Meg Webster’s Concave Room for Bees is featured as a part of LANDMARK, “a summer-long series of artist commissions that both physically and symbolically mark the land.” Socrates Sculpture Park and its surrounding area in Queens have transformed economically, ecologically, and socially since the park’s opening in 1986. It once existed as an industrial landfill, and was frequently utilized as an illegal dumping ground. Over the last 30 years, Socrates has become an institution serving the surrounding community through accessible public art and the Community Works Initiative Program, where participants learn basic landscaping and horticultural skills in workshops given by the park’s partners Plant Specialists.
In her projects, Webster installs large-scale structures made of organic elements like salt, soil, twigs, and moss. Rather than marking the land like some land artists of the 1970s, like Michael Heizer and his metal or stone objects, Webster instead shapes the soil itself, nurturing plant life as a living installation that will grow and transform.
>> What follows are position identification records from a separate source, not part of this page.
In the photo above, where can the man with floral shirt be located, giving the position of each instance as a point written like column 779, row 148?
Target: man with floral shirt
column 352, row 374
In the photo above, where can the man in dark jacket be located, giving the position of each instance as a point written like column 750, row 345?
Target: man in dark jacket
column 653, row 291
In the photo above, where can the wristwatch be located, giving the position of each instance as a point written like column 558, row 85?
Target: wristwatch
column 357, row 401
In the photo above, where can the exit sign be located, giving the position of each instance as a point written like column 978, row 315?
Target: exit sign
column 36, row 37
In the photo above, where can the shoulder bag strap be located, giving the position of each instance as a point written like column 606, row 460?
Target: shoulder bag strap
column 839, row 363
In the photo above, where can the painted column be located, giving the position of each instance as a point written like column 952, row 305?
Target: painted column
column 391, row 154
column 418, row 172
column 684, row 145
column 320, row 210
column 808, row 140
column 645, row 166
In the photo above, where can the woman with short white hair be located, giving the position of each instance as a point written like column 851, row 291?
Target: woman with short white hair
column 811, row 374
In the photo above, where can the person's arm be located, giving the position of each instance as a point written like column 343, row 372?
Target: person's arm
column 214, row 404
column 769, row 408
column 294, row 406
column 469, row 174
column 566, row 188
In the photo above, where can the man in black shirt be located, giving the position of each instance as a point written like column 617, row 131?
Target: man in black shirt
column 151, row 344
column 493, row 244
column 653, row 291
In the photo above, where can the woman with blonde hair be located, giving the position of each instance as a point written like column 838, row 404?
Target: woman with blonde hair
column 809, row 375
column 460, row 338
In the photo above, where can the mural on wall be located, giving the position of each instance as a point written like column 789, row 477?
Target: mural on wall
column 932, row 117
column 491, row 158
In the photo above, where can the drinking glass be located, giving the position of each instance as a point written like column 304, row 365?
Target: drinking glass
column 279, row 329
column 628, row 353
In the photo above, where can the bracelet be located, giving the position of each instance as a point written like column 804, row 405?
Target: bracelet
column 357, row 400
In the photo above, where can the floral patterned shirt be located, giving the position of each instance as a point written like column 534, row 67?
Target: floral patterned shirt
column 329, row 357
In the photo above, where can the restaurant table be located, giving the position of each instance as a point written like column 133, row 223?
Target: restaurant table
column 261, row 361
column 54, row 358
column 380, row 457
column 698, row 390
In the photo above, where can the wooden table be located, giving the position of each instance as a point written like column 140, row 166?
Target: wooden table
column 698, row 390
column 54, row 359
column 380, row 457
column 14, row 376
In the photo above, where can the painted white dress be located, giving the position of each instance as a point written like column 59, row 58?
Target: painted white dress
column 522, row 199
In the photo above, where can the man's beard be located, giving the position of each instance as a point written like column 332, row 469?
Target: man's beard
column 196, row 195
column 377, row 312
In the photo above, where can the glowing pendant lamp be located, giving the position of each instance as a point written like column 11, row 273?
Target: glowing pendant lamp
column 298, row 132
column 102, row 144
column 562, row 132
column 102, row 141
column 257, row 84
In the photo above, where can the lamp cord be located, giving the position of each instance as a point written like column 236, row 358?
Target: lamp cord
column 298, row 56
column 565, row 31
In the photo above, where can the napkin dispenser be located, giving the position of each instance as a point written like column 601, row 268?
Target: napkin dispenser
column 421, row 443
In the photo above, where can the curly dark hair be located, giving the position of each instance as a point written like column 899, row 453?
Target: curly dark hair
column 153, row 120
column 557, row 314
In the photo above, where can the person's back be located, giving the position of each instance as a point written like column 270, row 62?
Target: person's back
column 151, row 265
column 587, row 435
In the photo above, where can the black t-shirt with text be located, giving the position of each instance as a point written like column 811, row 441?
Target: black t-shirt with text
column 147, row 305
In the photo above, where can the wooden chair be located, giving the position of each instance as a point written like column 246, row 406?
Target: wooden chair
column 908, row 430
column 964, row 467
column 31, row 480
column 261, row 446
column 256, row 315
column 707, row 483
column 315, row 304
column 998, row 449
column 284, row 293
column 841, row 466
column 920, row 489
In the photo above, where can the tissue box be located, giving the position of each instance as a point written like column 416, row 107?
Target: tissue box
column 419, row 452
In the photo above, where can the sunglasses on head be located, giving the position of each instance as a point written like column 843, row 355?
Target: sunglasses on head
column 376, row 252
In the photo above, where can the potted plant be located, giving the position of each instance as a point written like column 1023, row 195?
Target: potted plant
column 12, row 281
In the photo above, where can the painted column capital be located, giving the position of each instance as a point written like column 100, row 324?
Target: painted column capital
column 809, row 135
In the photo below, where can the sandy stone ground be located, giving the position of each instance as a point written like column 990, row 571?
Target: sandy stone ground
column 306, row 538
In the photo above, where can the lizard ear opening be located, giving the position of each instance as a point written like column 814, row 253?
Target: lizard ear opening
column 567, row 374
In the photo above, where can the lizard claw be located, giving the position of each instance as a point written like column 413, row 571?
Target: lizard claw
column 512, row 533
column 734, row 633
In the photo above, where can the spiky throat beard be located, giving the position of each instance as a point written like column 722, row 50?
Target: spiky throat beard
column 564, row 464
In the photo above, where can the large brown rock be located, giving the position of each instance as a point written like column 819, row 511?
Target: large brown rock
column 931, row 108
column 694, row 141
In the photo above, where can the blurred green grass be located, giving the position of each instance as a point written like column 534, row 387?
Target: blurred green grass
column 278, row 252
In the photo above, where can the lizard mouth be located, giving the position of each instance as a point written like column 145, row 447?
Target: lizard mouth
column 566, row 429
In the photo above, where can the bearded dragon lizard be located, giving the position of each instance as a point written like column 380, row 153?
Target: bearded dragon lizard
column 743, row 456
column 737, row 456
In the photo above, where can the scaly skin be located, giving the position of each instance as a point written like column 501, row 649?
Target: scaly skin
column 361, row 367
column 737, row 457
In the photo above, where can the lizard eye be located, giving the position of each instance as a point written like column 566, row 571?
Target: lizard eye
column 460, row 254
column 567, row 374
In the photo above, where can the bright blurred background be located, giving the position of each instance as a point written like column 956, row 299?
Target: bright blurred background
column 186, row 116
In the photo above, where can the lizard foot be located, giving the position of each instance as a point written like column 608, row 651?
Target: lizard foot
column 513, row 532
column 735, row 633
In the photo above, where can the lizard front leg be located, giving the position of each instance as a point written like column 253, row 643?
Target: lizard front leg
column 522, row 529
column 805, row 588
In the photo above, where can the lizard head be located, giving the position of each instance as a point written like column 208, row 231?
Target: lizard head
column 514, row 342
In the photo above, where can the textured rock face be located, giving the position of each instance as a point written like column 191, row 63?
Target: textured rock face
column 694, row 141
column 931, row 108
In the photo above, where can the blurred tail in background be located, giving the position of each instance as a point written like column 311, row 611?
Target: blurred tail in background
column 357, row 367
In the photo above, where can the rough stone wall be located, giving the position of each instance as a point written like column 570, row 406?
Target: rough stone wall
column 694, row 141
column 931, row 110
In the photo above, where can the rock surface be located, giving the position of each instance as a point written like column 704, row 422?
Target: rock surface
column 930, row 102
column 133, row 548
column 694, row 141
Each of the 40-plus species of plants in the installation is also a pollinator, creating a small ecosystem to support the area’s bees. Over 1,000 individual plants, provided by Plant Specialists, populate the space. The room’s walls stand six-feet high, creating a circle that is 70 feet in diameter. As plants bloom, the color composition of Concave Room for Bees changes over time, creating what Webster described in an interview with Hyperallergic as a “living tapestry.”
Webster hopes that the piece will contribute to the surrounding natural world, not just aesthetically please human spectators, or send them a message. The endangered pollinators have had their urban ecosystems torn apart and Webster is attempting to recreate them. “I’m trying to do it for the bees and the butterflies, not for the people,” she said. After the installation, the structure will be dismantled and spread as a new layer of topsoil for Socrates Sculpture Park, a gift from Webster to the park for its 30th anniversary.
Although independently curated, one of the other LANDMARK installations has formed a symbiotic relationship with Webster’s piece. The bees in the “Concave Room” mostly travel from a hive stationed in Jessica Segall’s Fugue in B♭. The piece was made from a repurposed piano frame, which houses a beehive inside. The frame was chosen as an homage to the nearby Steinway Piano Factory, which has been a major part of Astoria’s ecosystem since the 19th century, forming the longtime heart of the neighborhood once known as “Steinway Village.” Together Segall and Webster’s bee installations realize a similar dynamic, as commuting bees shuttle pollen from the “Concave Room”‘s flowers back to their honeycombs.
LANDMARK continues at Socrates Sculpture Park (32–01 Vernon Blvd, Long Island City) through August 28.